Certamente, não é possível nesse espaço fazer o contra ponto ao seu
programa que teve apenas na fala rápida do Min. Ciro Gomes o
posicionamento dos que defendem o projeto. Defendem não apenas
porque estão ligados ao governo, como se tem argumentado, mas
porque estudaram as transferências de bacias e a sua importância
para o desenvolvimento de uma região, tão importante como as
transferências de energia elétrica, uma realidade hoje no mundo todo,
inclusive no Brasil. Mas desejo, ante de concluir a minha crítica
respeitosa e fraterna, dizer que é preciso diferenciar o projeto de
Interligação da Bacia do São Francisco do velho projetodeTransposição,
a começar pelo próprio conceito que é muito mais dinâmico uma vez
que "transpor" significa tirar de um lugar para outro, portanto ceder,
enquanto "interligar" tem o sentido mais de partilha, de dar e receber. É
por isso que levados pelo exemplo das transferências d'água
realizadas no mundo, o Projeto do Presidente Lula, cuidou com muita
responsabilidade das obras compensatórias nos Estados doadores
que, certamente, vão garantir a revitalização do Velho Chico.

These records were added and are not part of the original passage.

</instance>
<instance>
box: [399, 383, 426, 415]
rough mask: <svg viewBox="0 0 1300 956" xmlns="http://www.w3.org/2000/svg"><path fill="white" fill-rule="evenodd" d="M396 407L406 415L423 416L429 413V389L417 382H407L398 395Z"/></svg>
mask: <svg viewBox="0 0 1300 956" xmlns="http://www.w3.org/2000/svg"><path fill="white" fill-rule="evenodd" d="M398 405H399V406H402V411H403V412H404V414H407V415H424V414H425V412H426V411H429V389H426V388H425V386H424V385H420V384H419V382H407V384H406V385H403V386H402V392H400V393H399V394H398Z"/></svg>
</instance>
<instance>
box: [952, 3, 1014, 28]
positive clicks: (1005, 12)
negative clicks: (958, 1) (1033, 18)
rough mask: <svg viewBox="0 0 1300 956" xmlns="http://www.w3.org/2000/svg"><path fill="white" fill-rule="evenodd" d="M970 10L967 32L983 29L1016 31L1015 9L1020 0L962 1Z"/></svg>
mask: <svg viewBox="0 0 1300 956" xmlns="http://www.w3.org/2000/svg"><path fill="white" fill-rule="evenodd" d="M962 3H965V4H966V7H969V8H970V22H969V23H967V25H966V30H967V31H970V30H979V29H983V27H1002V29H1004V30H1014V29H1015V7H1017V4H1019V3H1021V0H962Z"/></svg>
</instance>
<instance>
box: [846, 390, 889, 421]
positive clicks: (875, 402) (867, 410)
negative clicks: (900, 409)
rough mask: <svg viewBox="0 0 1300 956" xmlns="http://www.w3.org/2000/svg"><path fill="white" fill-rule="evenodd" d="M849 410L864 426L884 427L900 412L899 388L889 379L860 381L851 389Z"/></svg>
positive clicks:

O novo Projeto, com essa visão de integração, está dividido em cinco
sub-projetos:
a) o sub-projeto da bacia doadora que prevê o saneamento de dezenas
de cidades que se encontram às margens do São Francisco e de seus
afluentes, a recomposição das matas ciliares, a revitalização de suas
nascentes, a construções de barragens em seus afluentes que irão
possibilitar, com sua regularização, o aumento da vazão do rio nos
períodos normais de estiagem o que garantirá no futuro o atendimento
ao aumento da demanda, um amplo programa de educação ambiental
para as populações ribeirinhas;
b) o sub-projeto das bacias receptoras que prevê a construção e
recuperação da infra-estrutura hídrica ( barragens, adutoras, canais,
etc), a organização da sociedade através dos comitês de bacias
hidrográficas e fundamentalmente um programa de educação
ambiental onde se dê ênfase a importância da água;
c) o sub-projeto da inclusão social, partindo da desapropriação de uma
faixa de 5 km. no eixo dos canais - diferente dos 200 metros de que
falava o velho projeto de transposição - com o objetivo de evitar a
especulação das terras às margens do canal e garantir a
sustentabilidade hídrica para os assentamentos já existentes na
região, assegurará ainda o abastecimento d'água a todas as
comunidades rurais, que não têm fonte segura de recursos hídricos,
numa faixa de 10 km. no eixo do canal, garantindo água tratada para o
consumo humano e um ponto de água bruta para o consumo animal e
a segurança alimentar das referidas comunidades, estudo que já vem
sendo desenvolvido com o debate realizado diretamente nas próprias
comunidades uma vez que a administração desses pequenos
sistemas será feita pela "Organização" de cada comunidade;
d) o sub-projeto da gestão, talvez o mais importante, e que no passado
nunca foi tratado, pois construir uma obra é fácil o difícil é mantê-la
funcionando corretamente e servindo a população o tempo todo. Essa
organização, ainda em formatação, que deverá ficar sob a liderança as
Chesf, terá a participação do Governo Federal dos Governos Estaduais
e de representante dos usuários, dentro da visão moderna de Gestão
do Recursos Hídricos, de forma descentralizada e participativa;
e) finalmente, o sub-projeto do Canal e das elevatórias, que hoje é uma
obra conhecida da engenharia nacional e, portanto, sem
nenhumproblema para sua construção e que, certamente, vai levar em
consideração todas as tomadas d'água para atender a inclusão social
além de ser dotado de equipamentos para o controle ambiental,
inclusive da transferência da fauna aquática;
Como pode ser observado esse é um projeto de desenvolvimento
social e econômico e não apenas o projeto de um canal. E é esse
projeto que precisa não apenas ser debatido pela sociedade, mas ser
acompanhado para que ele possa não só garantir a segurança hídrica
da região, mas possa contribuir, como é o seu objetivo, com a inclusão
social que é o cerne do PPA do Governo do Presidente LULA.
Ao agradecer a atenção, renovo a proposta para que se faça outro
programa, do mesmo gênero, dessa vez enfocando os pontos positivo
do Projeto de Interligação e Segurança Hídrica.
Atenciosamente:
Eudoro Walter de Santana - ouvinte assíduo e admirador do programa o
Globo Rural e hoje, Diretor Geral do velho DNOCS.